Comment 2 by viswa.karala@chromium.org, Jan 17 (6 days ago)

Labels: Needs-Triage-M73 Needs-Bisect

Comment 3 by viswa.karala@chromium.org, Jan 17 (5 days ago)

Cc: viswa.karala@chromium.org
Labels: Triaged-ET Needs-Feedback
Thanks for filing the issue!

@Reporter: Could you please provide sample Test File/URL that reproduces the issue which help in further triaging the issue in better way. If possible provide screencast of the issue which help in better understanding.

Thanks!

Comment 4 by philipp....@googlemail.com, Jan 17 (5 days ago)

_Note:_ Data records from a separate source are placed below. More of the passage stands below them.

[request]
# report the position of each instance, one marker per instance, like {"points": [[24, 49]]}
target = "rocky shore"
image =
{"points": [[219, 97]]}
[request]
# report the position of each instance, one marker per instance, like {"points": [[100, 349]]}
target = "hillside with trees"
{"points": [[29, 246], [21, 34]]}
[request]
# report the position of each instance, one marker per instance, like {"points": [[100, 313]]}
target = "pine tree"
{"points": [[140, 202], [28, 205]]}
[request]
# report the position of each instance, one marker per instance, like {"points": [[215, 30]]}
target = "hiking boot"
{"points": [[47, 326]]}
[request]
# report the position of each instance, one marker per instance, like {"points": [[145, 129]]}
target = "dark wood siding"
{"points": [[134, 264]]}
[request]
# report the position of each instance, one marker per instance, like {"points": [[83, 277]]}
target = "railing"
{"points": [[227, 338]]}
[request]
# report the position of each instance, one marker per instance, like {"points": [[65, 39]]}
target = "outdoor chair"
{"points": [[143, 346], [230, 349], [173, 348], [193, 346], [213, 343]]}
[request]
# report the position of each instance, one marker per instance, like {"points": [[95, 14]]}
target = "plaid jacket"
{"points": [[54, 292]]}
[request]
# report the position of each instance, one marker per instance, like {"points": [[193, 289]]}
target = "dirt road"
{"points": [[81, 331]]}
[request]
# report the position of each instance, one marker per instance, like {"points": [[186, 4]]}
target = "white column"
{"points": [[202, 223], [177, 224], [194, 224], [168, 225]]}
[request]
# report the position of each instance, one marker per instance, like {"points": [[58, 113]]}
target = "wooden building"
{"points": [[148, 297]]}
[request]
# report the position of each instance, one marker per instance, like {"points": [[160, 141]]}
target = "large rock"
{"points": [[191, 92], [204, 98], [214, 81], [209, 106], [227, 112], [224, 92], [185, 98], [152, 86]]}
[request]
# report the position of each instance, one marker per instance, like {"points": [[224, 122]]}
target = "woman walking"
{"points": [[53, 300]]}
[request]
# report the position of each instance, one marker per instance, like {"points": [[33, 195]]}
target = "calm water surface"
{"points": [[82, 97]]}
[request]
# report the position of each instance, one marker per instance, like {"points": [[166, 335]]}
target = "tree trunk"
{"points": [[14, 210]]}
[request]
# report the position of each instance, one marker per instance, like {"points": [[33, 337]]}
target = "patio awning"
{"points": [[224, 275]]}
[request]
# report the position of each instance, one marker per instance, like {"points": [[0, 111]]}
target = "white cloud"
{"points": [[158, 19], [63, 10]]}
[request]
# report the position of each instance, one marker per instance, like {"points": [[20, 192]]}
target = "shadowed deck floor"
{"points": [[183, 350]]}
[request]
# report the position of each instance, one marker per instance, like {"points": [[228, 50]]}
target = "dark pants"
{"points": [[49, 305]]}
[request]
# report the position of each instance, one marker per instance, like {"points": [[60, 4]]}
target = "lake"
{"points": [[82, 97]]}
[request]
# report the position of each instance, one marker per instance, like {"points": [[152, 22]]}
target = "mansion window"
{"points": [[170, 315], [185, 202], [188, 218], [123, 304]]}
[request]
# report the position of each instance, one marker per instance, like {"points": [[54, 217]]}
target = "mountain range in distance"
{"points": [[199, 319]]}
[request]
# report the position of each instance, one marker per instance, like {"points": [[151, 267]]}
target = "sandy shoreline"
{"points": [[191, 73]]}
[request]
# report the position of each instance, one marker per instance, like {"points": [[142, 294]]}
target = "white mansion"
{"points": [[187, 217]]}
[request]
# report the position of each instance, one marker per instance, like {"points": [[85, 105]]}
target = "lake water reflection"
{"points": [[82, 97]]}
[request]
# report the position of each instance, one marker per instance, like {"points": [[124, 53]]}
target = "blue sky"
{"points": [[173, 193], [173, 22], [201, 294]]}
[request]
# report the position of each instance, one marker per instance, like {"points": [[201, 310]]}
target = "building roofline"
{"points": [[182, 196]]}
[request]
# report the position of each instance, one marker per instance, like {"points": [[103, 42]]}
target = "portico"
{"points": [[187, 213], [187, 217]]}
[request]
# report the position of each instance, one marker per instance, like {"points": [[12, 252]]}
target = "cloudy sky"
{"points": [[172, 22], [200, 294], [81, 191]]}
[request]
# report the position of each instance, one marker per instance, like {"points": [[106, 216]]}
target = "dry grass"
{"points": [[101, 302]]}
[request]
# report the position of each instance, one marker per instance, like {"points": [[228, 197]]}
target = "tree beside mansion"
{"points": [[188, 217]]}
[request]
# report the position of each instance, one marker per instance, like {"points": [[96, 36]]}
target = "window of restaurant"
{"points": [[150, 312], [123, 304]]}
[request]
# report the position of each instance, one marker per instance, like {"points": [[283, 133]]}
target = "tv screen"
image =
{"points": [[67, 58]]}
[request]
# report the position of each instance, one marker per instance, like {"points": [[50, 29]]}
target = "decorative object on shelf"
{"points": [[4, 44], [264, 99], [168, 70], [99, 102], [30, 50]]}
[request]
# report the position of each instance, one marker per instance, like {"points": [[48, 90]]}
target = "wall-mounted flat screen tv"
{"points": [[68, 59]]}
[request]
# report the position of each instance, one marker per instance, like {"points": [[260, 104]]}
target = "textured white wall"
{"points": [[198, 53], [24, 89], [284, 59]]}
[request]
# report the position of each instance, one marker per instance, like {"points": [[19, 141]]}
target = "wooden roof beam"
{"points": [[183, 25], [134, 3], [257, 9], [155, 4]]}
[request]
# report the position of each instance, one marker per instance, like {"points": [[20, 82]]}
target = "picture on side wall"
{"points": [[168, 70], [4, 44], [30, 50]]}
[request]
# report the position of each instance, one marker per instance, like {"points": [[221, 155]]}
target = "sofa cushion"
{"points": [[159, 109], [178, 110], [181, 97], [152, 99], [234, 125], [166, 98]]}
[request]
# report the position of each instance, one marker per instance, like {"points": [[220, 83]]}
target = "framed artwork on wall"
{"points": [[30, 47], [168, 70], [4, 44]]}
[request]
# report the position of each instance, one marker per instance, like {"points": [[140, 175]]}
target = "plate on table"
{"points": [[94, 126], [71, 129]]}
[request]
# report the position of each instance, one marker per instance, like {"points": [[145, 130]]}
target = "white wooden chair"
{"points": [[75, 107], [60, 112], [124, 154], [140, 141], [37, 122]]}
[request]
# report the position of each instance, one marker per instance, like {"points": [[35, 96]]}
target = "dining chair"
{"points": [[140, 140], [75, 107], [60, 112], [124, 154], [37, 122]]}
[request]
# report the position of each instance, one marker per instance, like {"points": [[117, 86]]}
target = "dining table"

Components: -Blink>WebRTC Blink>WebRTC>Network
viswa.karala: it is very unlikely that a screencast is going to help with a problem that occurs at the network level.

davies147: do you use trickle ice? (even though the error sounds like the opposite of 'non-trickle does not work with a broken stun server)

Comment 5 by davies...@gmail.com, Jan 17 (5 days ago)

No, we do not *actually* use trickle ice. Because the Asterisk endpoint does not support it, we collect ICE candidates for a finite (2 second max) period, add it to the generated offer, and pass it to the far-end. Asterisk will then respond with all ice candidates present in the SDP (as above).

I have just re-tried the test with all a=extmap: lines and with a=ice-options:trickle removed from the initial offer, but that makes no change.

Experimentally with a bit of guesswork involved, it appears that it is necessary to have called setRemoteDescription() before the icegatheringstatechange transitions from gathering => complete. If the icegatheringstatechange occurs first, then the setup fails.

Based on this theory I will attempt to "force the error" in an environment where Asterisk is not involved.

Project Member

Comment 6 by sheriffbot@chromium.org, Jan 17 (5 days ago)

Labels: -Needs-Feedback
Thank you for providing more feedback. Adding the requester to the cc list.

For more details visit https://www.chromium.org/issue-tracking/autotriage - Your friendly Sheriffbot

Comment 7 by davies...@gmail.com, Jan 17 (5 days ago)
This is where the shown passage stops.